Singapore as a Commodities Hub
12 Singapore has historically played an important role to connect importers and exporters. Besides being strategically located, Singapore offers a high level of connectivity with its efficient infrastructure and business friendly environment. Today, Singapore is a key aviation and shipping hub, and an international financial centre. In the area of commodities, over 230 global trading companies have their offshore trading, marketing and procurement operations in Singapore. We enjoy the reputation as the top energy trading hub in Asia, and is increasingly a location of choice for other sectors including agri-commodities, metals and minerals.
13 Singapore continues to be the hub for over the counter ("OTC") commodities derivatives trading in the region, capturing more than 10% of global OTC commodities. In May 2006, the SGX launched a central counterparty clearing facility or SGX AsiaClear, for OTC commodities trading to mitigate counterparty risks and create efficiencies for the market place. Today, SGX AsiaClear has seen growth in energy, freight and petrochemical derivatives and potentially agriculture commodities.

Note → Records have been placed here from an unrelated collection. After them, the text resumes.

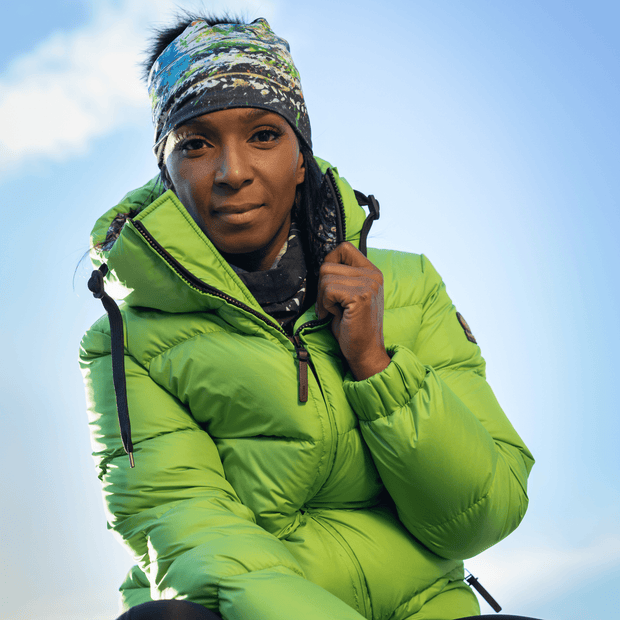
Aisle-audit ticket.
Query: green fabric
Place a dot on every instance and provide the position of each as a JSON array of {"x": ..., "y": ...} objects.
[{"x": 361, "y": 502}]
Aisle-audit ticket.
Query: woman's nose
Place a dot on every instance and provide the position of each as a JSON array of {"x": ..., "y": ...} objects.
[{"x": 233, "y": 167}]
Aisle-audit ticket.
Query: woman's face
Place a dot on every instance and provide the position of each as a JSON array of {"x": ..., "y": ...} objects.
[{"x": 236, "y": 171}]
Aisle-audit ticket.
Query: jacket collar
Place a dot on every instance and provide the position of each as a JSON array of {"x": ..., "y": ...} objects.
[{"x": 160, "y": 256}]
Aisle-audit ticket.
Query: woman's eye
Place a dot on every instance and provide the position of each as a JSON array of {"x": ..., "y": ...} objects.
[
  {"x": 193, "y": 144},
  {"x": 266, "y": 135}
]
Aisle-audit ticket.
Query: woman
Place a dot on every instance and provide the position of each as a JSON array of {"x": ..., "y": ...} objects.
[{"x": 313, "y": 433}]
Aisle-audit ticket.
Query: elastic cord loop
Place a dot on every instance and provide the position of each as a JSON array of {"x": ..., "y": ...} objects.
[{"x": 95, "y": 285}]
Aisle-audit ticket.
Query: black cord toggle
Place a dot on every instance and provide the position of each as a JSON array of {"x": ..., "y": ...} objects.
[
  {"x": 474, "y": 583},
  {"x": 373, "y": 207}
]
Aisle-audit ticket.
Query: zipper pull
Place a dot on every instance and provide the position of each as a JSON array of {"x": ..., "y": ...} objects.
[
  {"x": 303, "y": 357},
  {"x": 474, "y": 583}
]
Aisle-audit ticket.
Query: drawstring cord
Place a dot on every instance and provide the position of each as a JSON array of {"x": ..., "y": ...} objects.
[
  {"x": 373, "y": 207},
  {"x": 95, "y": 285}
]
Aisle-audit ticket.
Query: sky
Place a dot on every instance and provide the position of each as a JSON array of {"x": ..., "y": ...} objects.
[{"x": 488, "y": 131}]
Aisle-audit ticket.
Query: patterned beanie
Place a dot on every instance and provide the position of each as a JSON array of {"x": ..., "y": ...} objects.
[{"x": 210, "y": 68}]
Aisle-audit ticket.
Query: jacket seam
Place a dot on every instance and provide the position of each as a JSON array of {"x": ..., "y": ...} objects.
[{"x": 460, "y": 514}]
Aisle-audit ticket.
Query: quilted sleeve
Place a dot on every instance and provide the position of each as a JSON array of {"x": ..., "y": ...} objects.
[
  {"x": 448, "y": 455},
  {"x": 177, "y": 514}
]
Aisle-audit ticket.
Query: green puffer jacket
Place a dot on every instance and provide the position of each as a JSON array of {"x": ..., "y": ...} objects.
[{"x": 361, "y": 502}]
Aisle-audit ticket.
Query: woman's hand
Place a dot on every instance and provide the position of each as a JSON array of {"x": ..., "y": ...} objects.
[{"x": 351, "y": 288}]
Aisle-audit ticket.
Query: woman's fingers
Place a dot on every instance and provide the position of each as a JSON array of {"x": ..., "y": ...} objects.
[{"x": 351, "y": 288}]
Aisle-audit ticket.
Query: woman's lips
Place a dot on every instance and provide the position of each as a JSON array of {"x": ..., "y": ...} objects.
[{"x": 236, "y": 214}]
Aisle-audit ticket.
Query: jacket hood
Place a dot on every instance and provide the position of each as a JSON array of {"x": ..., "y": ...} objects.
[{"x": 130, "y": 238}]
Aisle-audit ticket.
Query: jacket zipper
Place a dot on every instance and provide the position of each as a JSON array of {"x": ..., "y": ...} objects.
[{"x": 341, "y": 229}]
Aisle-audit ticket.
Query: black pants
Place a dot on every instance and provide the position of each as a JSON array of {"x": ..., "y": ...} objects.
[{"x": 184, "y": 610}]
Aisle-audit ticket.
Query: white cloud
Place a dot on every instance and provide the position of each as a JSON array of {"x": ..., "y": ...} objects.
[
  {"x": 541, "y": 572},
  {"x": 82, "y": 84}
]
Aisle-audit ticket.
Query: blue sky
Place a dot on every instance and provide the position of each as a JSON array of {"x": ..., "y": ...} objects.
[{"x": 488, "y": 131}]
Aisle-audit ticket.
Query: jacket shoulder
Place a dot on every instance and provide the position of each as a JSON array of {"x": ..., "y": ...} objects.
[{"x": 408, "y": 279}]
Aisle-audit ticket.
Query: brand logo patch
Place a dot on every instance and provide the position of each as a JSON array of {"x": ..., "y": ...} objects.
[{"x": 465, "y": 327}]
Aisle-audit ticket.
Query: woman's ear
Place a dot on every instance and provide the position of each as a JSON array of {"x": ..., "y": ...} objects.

14 We welcome further development of the breadth and depth of the commodities market and infrastructure in Singapore. To strengthen our position as Asia’s leading commodity derivatives trading centre, we have taken measures to encourage the growth of the futures market which would facilitate the price discovery process. Since February 2008, the regulation of financial and commodity futures has been consolidated under MAS to facilitate Singapore’s growth as a futures trading hub. MAS has also reviewed the capital requirements for brokers trading only in commodity futures contracts to ensure the relevance of our capital requirements in light of developments in the commodity futures market. We would continue to engage the industry as the market evolves to ensure our regulatory framework remains robust, while offering a business friendly environment for commodities trading.
15 The surge in commodities prices presents a challenge for the global community. The Organisation for Economic Cooperation and Development sees agricultural commodity prices retreating from peaks but rising up to 50% higher in the next decade. The UN Food and Agriculture Organisation says food production must rise by 50% by 2030 to meet demand and has warned that close to one billion people faced the prospect of hunger. Commodities form the heart of a man’s basic needs. World demand and supply of commodities would find a balance in due course. Proper functioning markets, both physical and financial, can help to make this adjustment and transition more efficient and less disruptive. Towards this objective, we welcome a healthy development of the commodities market in Singapore.
16 On this note, I wish you a fruitful discussion on the issues, challenges and opportunities presented by commodities.